Бунтующий человек - Стефанов Юрий Николаевич (книги без регистрации .TXT) 📗
При этом Ницше отдает нигилизму ценности, которые традиционно рассматривались как сдерживающие нигилизм. В первую очередь мораль. Нравственное поведение, и то, образ которого явил Сократ, и то, которое проповедуется христианством, уже само по себе есть знак декаданса. [9] Оно хочет заменить человека из плоти и крови отраженным человеком. Подобная мораль осуждает мир страстей и мук во имя гармоничного мира, от начала и до конца вымышленного. Если нигилизм есть бессилие верить, его самый серьезный симптом обнаруживается не в атеизме, а в бессилии верить в то, что есть, видеть то, что происходит, жить тем, что тебе предлагается. Эта ущербность лежит в основе всякого идеализма. Мораль лишена веры в мир. Для Ницше подлинная мораль неотделима от ясности ума. Философ суров ко всякого рода „клеветникам на мир“, поскольку он видит в этой клевете позорную склонность к бегству. Для него традиционная мораль — это лишь особый случай имморализма. „Именно добро, — говорит Ницше, — нуждается в оправдании“. И еще: „Именно по моральным соображениям однажды перестанут делать добро“.
Несомненно, философия Ницше вращается вокруг проблемы бунта. Точнее говоря, с бунта она и началась. Но ощущается некая подмена, произведенная Ницше. Бунт, полагает он, исходит из того, что „Бог умер“; это воспринимается как свершившийся факт. Бунт обращается против всего того, что тщится заменить собой умершее божество и порочит мир, безусловно никем не управляемый, но остающийся единственной кузницей богов. Вопреки мнению его христианских критиков, Ницше не замышлял убийства Бога. Он нашел Бога мертвым в душе своей эпохи. Он первым осознал огромность события и сделал вывод, что этот бунт приведет к возрождению, только если им управлять. Любое иное отношение к бунту, будь то сожаление или снисходительность, неизбежно ведут к апокалипсису. Ницше не изложил философию бунта, но воздвиг философию из бунта.

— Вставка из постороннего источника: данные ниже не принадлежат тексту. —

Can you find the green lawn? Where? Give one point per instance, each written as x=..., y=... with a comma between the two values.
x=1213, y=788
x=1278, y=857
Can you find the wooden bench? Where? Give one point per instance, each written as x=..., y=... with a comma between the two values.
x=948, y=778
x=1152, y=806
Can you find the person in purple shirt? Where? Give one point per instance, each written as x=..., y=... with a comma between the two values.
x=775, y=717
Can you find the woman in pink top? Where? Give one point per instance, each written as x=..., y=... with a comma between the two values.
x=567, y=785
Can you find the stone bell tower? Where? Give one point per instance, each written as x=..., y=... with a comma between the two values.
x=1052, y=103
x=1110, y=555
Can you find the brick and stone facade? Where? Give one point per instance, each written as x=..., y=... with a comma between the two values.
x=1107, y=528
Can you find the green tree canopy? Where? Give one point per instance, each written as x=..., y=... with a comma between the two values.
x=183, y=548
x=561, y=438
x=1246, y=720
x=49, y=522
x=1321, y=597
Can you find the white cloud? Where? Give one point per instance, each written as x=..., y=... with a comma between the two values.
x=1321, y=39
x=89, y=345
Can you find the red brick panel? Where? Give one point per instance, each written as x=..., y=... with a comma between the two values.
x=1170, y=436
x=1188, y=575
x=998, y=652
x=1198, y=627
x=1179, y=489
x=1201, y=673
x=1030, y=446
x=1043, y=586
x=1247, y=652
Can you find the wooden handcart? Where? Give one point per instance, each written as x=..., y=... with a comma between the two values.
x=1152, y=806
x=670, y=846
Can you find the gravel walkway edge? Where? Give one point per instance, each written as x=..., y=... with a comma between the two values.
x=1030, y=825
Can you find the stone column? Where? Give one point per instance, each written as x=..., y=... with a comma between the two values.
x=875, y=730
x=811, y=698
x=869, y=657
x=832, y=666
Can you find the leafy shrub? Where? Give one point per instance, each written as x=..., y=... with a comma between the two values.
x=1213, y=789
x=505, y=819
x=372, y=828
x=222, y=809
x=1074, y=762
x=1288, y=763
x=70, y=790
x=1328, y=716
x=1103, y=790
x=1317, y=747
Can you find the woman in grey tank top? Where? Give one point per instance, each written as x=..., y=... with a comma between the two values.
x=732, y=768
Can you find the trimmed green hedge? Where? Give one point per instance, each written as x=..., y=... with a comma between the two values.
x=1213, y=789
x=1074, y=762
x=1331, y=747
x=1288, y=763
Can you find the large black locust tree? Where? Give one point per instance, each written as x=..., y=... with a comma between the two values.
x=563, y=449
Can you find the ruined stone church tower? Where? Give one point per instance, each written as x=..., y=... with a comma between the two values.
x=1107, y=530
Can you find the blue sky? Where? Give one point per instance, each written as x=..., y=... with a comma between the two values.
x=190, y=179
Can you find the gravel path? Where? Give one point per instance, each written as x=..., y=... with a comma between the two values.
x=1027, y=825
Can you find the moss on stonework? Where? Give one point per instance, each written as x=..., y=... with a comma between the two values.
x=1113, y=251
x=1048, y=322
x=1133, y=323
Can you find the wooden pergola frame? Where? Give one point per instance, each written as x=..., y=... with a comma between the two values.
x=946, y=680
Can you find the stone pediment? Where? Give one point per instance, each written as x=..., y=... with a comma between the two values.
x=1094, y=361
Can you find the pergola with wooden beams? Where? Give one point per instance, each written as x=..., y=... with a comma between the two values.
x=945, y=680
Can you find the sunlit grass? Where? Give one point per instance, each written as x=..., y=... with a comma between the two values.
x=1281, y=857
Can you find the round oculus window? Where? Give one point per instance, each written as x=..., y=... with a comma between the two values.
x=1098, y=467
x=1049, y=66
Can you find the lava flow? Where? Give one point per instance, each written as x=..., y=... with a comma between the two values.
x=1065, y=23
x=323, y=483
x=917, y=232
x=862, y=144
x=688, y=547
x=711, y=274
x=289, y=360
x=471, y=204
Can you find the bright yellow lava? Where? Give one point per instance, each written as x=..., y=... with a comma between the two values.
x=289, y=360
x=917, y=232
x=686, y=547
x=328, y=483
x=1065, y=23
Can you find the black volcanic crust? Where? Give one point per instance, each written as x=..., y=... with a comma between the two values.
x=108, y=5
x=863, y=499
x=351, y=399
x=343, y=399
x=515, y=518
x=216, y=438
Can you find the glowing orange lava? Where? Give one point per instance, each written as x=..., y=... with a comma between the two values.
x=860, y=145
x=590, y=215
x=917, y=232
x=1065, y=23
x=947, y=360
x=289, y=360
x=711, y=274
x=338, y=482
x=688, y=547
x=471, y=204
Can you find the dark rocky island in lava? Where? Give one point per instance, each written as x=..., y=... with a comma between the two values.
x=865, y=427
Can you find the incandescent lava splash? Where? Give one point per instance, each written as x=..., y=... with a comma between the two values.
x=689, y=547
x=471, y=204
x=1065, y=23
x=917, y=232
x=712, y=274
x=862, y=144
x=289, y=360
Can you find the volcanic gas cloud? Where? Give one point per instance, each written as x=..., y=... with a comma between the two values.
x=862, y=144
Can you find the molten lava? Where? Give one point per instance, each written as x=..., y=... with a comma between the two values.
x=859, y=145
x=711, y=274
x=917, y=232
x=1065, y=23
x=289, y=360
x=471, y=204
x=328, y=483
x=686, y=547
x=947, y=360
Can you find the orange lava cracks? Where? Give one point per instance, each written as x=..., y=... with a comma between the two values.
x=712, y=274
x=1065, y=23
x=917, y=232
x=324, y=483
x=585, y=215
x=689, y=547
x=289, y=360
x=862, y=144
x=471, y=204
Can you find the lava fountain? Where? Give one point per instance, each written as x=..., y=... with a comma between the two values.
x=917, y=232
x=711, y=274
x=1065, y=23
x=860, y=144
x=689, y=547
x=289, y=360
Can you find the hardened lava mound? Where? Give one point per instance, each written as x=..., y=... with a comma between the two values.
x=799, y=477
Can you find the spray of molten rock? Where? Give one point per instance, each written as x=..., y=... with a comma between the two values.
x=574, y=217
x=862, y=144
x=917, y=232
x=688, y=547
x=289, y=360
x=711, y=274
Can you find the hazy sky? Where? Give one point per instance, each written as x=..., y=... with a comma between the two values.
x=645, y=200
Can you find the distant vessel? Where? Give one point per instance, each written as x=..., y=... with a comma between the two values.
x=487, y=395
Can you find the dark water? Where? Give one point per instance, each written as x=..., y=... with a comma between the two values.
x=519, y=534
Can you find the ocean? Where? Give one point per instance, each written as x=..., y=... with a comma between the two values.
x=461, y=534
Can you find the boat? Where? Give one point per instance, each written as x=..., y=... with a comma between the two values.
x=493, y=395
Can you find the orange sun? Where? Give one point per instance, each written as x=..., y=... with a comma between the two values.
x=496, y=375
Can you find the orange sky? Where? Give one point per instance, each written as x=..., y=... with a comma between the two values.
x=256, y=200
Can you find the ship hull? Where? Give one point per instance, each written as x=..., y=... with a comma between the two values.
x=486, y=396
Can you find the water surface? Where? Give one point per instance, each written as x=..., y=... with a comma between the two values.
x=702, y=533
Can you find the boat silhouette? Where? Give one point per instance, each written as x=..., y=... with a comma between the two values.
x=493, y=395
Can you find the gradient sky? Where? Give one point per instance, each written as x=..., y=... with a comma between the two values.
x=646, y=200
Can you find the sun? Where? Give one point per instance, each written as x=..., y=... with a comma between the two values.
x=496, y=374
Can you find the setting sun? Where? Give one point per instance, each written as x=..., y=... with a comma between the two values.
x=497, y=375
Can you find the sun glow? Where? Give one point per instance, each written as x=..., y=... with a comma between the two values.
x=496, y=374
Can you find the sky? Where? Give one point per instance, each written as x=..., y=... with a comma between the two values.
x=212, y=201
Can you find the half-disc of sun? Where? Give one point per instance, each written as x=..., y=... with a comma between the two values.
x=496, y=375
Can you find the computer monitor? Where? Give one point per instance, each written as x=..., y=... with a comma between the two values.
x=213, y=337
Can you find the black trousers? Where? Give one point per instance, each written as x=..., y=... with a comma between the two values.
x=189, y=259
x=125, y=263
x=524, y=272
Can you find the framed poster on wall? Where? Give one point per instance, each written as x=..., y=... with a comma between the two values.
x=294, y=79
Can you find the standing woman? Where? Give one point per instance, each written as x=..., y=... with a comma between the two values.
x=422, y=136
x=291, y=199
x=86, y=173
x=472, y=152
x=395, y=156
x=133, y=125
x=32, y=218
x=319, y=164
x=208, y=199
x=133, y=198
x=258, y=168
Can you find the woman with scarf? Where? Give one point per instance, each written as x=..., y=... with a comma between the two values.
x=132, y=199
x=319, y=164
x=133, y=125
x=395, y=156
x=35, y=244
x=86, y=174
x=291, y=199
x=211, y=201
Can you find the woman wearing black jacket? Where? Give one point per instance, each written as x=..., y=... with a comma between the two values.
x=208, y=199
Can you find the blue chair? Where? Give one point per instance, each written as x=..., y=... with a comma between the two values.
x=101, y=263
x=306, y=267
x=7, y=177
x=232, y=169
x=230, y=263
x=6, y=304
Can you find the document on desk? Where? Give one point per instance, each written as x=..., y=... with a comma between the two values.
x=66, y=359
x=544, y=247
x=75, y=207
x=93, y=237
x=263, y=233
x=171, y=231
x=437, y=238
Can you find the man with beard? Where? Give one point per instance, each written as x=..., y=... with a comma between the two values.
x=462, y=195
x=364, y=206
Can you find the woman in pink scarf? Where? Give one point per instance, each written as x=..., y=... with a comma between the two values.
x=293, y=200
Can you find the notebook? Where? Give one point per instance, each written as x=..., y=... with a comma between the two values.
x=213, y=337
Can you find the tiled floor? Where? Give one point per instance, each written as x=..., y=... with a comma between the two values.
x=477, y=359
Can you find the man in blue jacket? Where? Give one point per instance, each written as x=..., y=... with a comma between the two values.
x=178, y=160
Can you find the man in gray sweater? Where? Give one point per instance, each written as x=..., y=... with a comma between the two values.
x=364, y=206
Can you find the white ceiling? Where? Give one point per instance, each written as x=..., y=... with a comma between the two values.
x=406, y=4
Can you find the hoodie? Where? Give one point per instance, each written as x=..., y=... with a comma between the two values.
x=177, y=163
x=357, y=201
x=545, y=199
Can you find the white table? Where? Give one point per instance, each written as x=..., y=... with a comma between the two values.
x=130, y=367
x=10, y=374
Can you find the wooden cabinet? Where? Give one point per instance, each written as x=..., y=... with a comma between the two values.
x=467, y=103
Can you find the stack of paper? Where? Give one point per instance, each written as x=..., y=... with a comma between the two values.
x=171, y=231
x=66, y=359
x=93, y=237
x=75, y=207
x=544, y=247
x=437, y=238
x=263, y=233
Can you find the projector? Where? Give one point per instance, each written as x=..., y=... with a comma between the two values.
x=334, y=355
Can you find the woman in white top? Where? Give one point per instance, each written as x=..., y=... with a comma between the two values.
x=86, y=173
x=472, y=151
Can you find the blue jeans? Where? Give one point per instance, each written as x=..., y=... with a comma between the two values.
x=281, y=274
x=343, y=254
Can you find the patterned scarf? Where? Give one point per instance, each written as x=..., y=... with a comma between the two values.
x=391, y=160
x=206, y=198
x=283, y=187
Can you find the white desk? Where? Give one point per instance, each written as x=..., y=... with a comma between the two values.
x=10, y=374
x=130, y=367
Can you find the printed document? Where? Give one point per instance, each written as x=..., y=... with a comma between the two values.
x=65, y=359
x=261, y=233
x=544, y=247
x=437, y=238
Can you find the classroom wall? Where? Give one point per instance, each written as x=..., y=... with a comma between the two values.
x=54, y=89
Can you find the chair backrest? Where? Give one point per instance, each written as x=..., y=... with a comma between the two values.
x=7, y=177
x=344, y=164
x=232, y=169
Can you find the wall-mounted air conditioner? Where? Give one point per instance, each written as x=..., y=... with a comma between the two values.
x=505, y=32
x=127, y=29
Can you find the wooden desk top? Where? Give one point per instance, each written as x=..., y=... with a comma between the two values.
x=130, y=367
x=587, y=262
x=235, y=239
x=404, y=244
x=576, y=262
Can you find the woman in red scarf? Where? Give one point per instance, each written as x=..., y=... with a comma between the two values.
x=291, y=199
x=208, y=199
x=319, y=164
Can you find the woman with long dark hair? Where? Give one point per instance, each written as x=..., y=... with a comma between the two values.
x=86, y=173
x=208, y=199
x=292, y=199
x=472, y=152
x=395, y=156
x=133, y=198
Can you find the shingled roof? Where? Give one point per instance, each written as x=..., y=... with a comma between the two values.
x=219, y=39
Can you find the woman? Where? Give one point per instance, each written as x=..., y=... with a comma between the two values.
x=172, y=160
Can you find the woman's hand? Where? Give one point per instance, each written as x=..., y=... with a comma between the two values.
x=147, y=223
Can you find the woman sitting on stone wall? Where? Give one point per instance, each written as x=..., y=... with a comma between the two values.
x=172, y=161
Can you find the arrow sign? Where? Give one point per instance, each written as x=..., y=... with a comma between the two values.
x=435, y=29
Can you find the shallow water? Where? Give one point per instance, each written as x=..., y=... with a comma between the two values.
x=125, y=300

Если Ницше нападает на христианство, то это в первую очередь относится к христианской морали. Он никогда не затрагивает личности Христа, с одной стороны, и цинизма церкви — с другой. Известно, что Ницше с чувством знатока восхищался иезуитами. „В сущности, — писал он, — только моральный Бог отвергнут“. [10] Для Ницше, как и для Толстого, Христос — не бунтарь. [11] Суть его учения сводится к тотальному согласию, к непротивлению злу. Не следует убивать даже ради того, чтобы помешать убийству. Нужно принять мир таким, каков он есть, отказаться умножать его несчастья, но согласиться лично страдать от существующего в мире зла. Царство небесное нам непосредственно доступно. Оно есть не что иное, как внутренняя расположенность, которая позволяет нам привести наши поступки в соответствие с этими принципами и благодаря которой мы можем испытать непосредственное блаженство. По Ницше, не вера, а дела — завет Христа. В таком случае история христианства представляет собой лишь долгий путь измены этому Евангелию. [12] Уже Новый Завет несет на себе печать искажения, и от Павла до Вселенских соборов церковная служба заставляет забыть о делах.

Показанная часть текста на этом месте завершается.